Mr Anwar is a key figure in a resurgent Malaysian opposition
Malaysian opposition leader Anwar Ibrahim has asked an Islamic court to investigate a former aide, who accuses him of sodomy, for alleged slander.
Under Islamic law, anyone making accusations of a sexual crime, such as sodomy, has to produce four witnesses to back up their claim.
Mr Anwar says the sodomy allegation is a "conspiracy" by the authorities aimed at ending his political comeback.
The government in Kuala Lumpur denies any involvement.
If Mr Anwar's male accuser is found guilty of making a false allegation, he could be jailed for up to three years and fined.

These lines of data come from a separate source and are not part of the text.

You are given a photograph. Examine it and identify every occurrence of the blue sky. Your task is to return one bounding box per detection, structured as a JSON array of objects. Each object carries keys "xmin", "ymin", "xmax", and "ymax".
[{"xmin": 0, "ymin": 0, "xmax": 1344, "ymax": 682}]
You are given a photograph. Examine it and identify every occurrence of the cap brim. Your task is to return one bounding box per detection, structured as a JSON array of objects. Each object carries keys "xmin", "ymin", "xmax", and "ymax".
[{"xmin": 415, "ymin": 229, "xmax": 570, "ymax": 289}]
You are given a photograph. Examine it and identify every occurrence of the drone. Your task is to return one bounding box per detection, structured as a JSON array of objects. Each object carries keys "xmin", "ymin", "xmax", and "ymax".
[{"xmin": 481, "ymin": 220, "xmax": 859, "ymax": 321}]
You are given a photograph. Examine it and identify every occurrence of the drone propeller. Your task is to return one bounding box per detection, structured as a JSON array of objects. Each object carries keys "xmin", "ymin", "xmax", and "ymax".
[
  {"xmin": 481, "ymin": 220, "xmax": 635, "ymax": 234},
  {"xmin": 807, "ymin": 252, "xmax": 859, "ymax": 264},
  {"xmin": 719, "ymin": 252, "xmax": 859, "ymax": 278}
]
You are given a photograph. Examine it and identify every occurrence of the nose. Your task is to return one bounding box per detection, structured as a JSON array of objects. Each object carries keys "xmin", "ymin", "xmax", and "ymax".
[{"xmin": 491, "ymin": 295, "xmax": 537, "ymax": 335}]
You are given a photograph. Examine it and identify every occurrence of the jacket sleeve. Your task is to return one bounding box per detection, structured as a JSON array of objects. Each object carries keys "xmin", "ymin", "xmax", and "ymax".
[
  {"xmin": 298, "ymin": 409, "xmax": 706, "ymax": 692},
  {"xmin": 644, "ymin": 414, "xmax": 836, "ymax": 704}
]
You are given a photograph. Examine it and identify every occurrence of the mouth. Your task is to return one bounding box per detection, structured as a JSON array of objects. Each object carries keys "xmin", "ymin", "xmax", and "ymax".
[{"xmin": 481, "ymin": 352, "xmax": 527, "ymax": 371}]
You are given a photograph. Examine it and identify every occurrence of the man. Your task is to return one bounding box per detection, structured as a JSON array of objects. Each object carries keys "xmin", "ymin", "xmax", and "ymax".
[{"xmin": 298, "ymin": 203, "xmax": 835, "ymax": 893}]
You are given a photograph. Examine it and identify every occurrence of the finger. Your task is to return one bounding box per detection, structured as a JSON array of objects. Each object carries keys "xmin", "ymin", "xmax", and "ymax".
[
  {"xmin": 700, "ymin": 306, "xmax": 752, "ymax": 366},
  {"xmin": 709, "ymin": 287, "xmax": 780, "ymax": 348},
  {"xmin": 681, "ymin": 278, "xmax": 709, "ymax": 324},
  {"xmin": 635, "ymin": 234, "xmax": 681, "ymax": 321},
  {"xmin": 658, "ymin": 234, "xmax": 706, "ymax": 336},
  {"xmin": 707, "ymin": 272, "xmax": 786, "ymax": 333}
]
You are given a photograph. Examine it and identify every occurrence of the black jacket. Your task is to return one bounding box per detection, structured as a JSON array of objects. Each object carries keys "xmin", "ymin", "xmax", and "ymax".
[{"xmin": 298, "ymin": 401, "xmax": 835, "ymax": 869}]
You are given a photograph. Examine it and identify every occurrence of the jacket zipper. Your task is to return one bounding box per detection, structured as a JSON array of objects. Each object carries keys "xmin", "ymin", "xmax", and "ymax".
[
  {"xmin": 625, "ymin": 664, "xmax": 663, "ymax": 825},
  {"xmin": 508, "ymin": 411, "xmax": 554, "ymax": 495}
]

Mr Anwar, a former deputy prime minister, is being investigated by police over the sodomy claims - a crime punishable by up to 20 years in prison in predominantly Muslim Malaysia.
He was jailed for six years after allegations of sodomy and corruption emerged in 1998. That sodomy charge was later overturned.
On Wednesday, Mr Anwar submitted a complaint against his 23-year-old accuser at the Federal Territory Religious Department in Kuala Lumpur.
"This slander is a major issue particularly because it involves a sexual crime, and the attempt is, of course, to mislead the Muslim population to attack me and my character," Mr Anwar told reporters.
"It's demeaning to me and my family," he said.
Under Islamic law, anyone who alleges unlawful sex must produce four credible male witnesses to back their claim, Mr Anwar's lawyer said.
"Otherwise, they cannot allege. It's a very serious allegation," lawyer Ainiah Kamaruzaman said.
Mr Anwar has also filed a defamation suit at a civil court.
On Monday, Mr Anwar's accuser, who has been under police protection since he made the claim in June, made his first public comments on the sodomy case.
"The truth will prevail. Falsehood will surely be exposed," the accuser was quoting as writing in an e-mail by the Star newspaper.
Malaysia has a dual court system. Islamic courts consider civil matters relating to Islam, while civil courts decide issues not related to the religion.
Mr Anwar had appeared a spent political force before his three-party opposition alliance made a strong showing in March polls.
Once the deputy and presumed successor to former Prime Minister Mahathir Mohamad, Mr Anwar was sacked to face charges of sexual misconduct in 1998 and went on to serve six years in jail for sodomy and corruption.
The sodomy count was later overturned, and a ban on public office relating to the corruption conviction expired in April.
Mr Anwar has filed complaints against police chief Musa Hassan and attorney general Abdul Gani Patail over his sodomy trial in 1998. He accuses the two men - then respectively the police investigating officer and prosecutor - of faking evidence against him.